This past Tuesday, we completed the circuit assembly that converts the digital position signals sourced from our Arduino into dual analog voltages (+/- 5V) from the drawing pictured top middle to the 3x5 inch perf-board. These analog voltages are then fed into the galvanometer controller board, consequently driving the mirror's position steps required for creating the beam fan. On the bottom right the finished circuit board is pictured. The included components (from left to right) are as follows: 3-wire cable harness connection to galvo controller board, Arduino signal interface 4-pin Euro connector, two op-amps (in black/blue) with paired trimpots, 3-pin Euro connector for +/- 15VDC power rails, MCP4725 Digital-to-Analog Convertor (DAC). On the botoom right a view of the underside of the circuit board showing the connections made in between components of the board. 

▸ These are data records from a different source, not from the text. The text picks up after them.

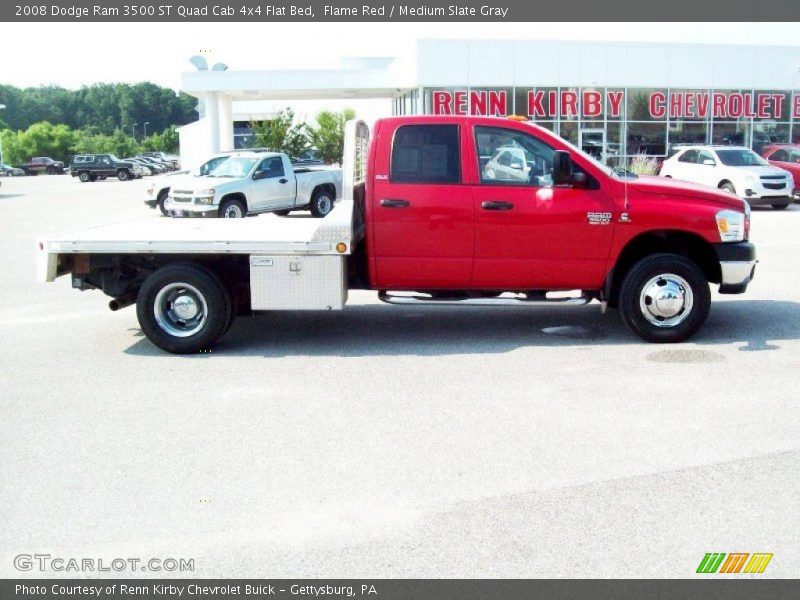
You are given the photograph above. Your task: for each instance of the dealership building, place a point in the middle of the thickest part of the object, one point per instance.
(614, 100)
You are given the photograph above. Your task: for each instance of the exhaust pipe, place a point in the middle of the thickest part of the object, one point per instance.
(122, 302)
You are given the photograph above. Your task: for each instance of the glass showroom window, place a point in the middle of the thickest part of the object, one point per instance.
(766, 133)
(731, 134)
(646, 138)
(682, 132)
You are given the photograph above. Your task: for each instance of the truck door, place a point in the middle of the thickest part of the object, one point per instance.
(271, 188)
(530, 234)
(422, 214)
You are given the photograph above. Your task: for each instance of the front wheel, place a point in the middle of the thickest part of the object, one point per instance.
(183, 308)
(232, 209)
(321, 203)
(665, 298)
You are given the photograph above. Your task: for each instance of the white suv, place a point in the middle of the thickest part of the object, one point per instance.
(736, 169)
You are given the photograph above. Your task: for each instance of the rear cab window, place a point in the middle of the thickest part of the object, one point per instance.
(428, 154)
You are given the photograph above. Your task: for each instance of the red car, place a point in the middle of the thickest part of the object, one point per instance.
(785, 156)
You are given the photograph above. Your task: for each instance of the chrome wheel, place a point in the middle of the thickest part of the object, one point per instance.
(180, 309)
(232, 211)
(666, 300)
(324, 205)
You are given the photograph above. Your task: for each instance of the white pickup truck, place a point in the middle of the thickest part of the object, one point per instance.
(255, 182)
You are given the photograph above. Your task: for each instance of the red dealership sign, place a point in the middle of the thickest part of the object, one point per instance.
(566, 104)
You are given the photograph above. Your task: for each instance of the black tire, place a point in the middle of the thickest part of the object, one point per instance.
(155, 308)
(321, 203)
(162, 199)
(232, 209)
(672, 273)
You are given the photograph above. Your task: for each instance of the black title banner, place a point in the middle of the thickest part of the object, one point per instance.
(397, 589)
(378, 11)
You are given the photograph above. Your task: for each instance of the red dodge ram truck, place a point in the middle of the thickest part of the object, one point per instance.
(435, 210)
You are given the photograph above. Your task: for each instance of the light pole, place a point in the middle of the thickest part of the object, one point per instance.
(2, 106)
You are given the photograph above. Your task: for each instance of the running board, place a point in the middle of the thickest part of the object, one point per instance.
(518, 301)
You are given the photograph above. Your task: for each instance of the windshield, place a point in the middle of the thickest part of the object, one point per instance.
(740, 158)
(233, 167)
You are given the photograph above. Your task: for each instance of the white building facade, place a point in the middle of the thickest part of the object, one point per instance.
(614, 100)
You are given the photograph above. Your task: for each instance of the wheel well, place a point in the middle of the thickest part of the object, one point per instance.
(325, 187)
(685, 244)
(235, 196)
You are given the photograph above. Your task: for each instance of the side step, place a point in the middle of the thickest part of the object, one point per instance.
(389, 298)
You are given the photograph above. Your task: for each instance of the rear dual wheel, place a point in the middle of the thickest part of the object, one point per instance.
(184, 308)
(665, 298)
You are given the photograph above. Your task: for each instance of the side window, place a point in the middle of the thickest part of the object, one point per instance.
(426, 154)
(704, 156)
(781, 155)
(512, 157)
(273, 167)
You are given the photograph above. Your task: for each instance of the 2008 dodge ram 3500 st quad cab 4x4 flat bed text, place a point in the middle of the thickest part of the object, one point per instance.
(427, 217)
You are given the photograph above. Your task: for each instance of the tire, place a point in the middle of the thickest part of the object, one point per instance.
(232, 209)
(321, 203)
(162, 199)
(199, 294)
(672, 321)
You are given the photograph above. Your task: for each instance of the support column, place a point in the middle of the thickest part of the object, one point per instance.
(225, 122)
(212, 114)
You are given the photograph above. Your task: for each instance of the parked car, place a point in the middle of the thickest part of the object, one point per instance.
(42, 164)
(255, 182)
(91, 167)
(9, 171)
(735, 169)
(147, 169)
(430, 232)
(787, 157)
(158, 191)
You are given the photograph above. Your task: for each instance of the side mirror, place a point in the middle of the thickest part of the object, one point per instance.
(562, 168)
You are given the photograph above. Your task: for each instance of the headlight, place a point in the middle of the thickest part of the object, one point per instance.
(731, 225)
(204, 197)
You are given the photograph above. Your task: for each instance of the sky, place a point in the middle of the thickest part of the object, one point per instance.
(158, 52)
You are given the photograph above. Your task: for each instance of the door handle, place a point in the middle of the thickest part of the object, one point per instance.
(496, 205)
(389, 203)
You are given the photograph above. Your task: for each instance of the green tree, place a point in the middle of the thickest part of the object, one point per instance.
(281, 134)
(327, 135)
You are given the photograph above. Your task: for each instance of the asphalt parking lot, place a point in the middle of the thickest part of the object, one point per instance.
(391, 441)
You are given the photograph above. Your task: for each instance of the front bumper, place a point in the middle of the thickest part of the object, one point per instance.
(737, 262)
(191, 210)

I have moved on for now from testing the various components of my harp and begun the process of packaging the components. Pictured above is the rough layout of the different pieces and their power sources. I was able to arrange the components in such a way that they fit in the given space of the box. On the left is a power strip that the multiple power sources plug into. In the top left corner, the board is cut to make room for the fan that is going to be installed for cooling. The perforated circuit board in the top right will be populated with the circuit components that produce dual + ~ - 5 VDC signals required to drive the galvanometer's controller board.  The board below that is the Arduino. To the left of both of these boards are the relays that will be used to turn the laser power source on/off and drive some indicator lights together with the foot switches for my laser harp. The silver box with holes is the power supply for the galvanometer controller board, which is the component directly above the silver box.

The black wood board pictured in a previous blog will act as a shelf, covering this bottom layer of components. On top of that shelf, the galvanometer and laser source will be mounted.

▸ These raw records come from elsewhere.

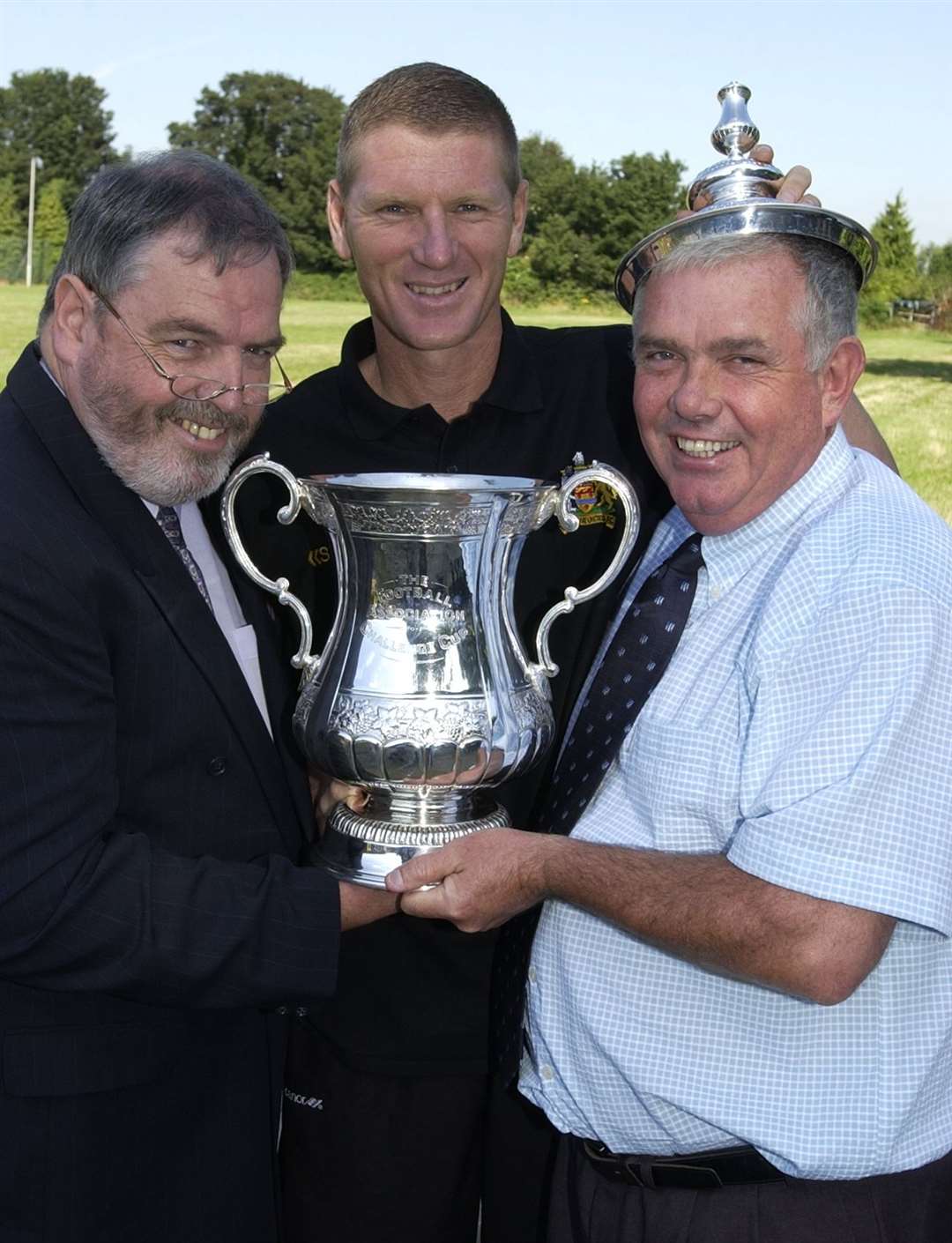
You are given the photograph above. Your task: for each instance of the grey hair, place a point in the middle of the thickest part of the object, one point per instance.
(128, 205)
(828, 312)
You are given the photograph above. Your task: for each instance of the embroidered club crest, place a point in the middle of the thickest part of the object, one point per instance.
(591, 502)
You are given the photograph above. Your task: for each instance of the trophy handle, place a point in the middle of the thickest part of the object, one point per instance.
(303, 658)
(569, 521)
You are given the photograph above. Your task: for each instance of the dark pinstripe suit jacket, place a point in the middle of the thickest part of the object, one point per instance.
(151, 921)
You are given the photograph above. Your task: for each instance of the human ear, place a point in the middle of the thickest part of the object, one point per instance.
(336, 220)
(520, 205)
(71, 320)
(839, 376)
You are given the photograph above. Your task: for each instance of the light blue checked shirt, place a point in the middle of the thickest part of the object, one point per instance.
(804, 728)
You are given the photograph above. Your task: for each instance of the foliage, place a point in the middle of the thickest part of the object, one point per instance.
(11, 221)
(582, 220)
(896, 275)
(51, 221)
(282, 136)
(326, 287)
(934, 265)
(60, 118)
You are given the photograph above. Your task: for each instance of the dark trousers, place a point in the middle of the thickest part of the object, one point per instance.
(518, 1161)
(403, 1158)
(910, 1207)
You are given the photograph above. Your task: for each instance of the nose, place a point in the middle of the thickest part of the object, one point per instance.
(695, 398)
(435, 245)
(230, 402)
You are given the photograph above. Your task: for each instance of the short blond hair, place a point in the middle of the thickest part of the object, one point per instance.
(433, 99)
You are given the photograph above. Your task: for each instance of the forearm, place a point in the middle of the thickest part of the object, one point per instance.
(863, 433)
(700, 908)
(703, 909)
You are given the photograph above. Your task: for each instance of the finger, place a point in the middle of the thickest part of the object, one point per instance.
(425, 869)
(796, 184)
(339, 792)
(424, 904)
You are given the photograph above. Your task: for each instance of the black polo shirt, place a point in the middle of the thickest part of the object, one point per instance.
(413, 994)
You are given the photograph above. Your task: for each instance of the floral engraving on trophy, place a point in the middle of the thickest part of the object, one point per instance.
(361, 716)
(532, 711)
(414, 520)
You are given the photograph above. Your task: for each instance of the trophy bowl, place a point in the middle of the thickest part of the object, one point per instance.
(423, 694)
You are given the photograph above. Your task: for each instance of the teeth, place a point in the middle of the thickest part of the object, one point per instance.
(199, 430)
(703, 448)
(433, 290)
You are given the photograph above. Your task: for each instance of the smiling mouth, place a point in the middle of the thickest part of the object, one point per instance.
(705, 448)
(199, 430)
(431, 291)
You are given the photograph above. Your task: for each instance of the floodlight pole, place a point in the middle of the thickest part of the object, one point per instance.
(33, 162)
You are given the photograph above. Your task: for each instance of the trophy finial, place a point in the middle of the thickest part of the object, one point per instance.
(739, 196)
(734, 133)
(739, 178)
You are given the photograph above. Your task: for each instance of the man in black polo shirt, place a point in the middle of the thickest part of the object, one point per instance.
(388, 1084)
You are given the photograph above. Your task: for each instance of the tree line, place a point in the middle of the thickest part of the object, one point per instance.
(281, 133)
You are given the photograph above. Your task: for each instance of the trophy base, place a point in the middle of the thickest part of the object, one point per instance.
(360, 848)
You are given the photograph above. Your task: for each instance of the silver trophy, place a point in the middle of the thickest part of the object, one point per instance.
(424, 693)
(736, 196)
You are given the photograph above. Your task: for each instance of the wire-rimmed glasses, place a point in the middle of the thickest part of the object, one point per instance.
(200, 388)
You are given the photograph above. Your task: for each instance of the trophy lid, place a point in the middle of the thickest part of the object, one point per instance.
(737, 196)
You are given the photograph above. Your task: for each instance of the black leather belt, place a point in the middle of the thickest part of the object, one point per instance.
(718, 1167)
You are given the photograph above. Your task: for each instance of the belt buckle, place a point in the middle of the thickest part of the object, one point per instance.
(700, 1177)
(613, 1165)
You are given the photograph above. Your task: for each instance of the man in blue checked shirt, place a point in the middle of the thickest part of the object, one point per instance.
(740, 996)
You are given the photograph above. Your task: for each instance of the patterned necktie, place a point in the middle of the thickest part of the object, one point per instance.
(630, 669)
(168, 520)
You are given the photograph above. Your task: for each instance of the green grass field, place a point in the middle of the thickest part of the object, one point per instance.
(907, 387)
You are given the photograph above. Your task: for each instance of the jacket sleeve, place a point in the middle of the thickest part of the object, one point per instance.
(106, 884)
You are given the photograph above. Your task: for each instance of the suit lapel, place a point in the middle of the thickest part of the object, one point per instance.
(160, 569)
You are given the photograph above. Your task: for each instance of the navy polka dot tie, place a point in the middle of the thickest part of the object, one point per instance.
(630, 669)
(168, 520)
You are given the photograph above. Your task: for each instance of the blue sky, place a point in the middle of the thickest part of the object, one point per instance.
(858, 91)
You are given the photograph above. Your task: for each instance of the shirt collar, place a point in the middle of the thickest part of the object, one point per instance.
(515, 384)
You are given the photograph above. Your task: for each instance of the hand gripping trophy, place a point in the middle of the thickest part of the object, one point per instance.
(423, 693)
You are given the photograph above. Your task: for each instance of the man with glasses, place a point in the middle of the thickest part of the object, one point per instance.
(153, 930)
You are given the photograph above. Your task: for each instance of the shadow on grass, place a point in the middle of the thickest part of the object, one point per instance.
(909, 368)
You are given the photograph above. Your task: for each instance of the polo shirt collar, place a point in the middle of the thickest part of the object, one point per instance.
(515, 385)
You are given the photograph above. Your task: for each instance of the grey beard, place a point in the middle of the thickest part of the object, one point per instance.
(128, 443)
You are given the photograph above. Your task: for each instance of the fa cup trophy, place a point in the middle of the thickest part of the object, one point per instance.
(423, 693)
(737, 196)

This is the case that will package all of my laser harp components. The board rests on an inner ledge and is what will enclose the wiring. The galvo mirror, laser source, and photo sensor(s) will be mounted on top of the board. I spray-painted the wood board black to make it match the case. 

Today I soldered the header pins to the sockets of the MCP4725 Digital to Analog Converter (DAC) board. This board will generate analog drive signals in the range of 0-5 VDC from digital signals sent to it over a I2C communication link from the microcontroller board. The drive signals will further be fed to a bipolar amplifier circuit, serving as the final set of signals controlling the position of the galvonometer mirror. As a reminder, the galvonometer mirror is what creates the fan of beams from the original single laser source.

Today, we tested our Arduino microcontroller to see how the user interface worked on the computer. I watched a tutorial that explained some of the basics to writing the necessary code for relating the inputs and outputs of your Arduino board. I wrote a simple code that turned one of the Arduino's embedded LEDs on and off. Easy, I know, but this was the first code I had ever written so it was exciting!

Galvanometer in from Holland as pictured above. (Item that laser source is pointing into)

Things we tested with the galvo:
- maximum deflection angle
- maximum fan anlge
- voltage necessary to achieve desired fan width
- possible approaches to create equally +/- voltage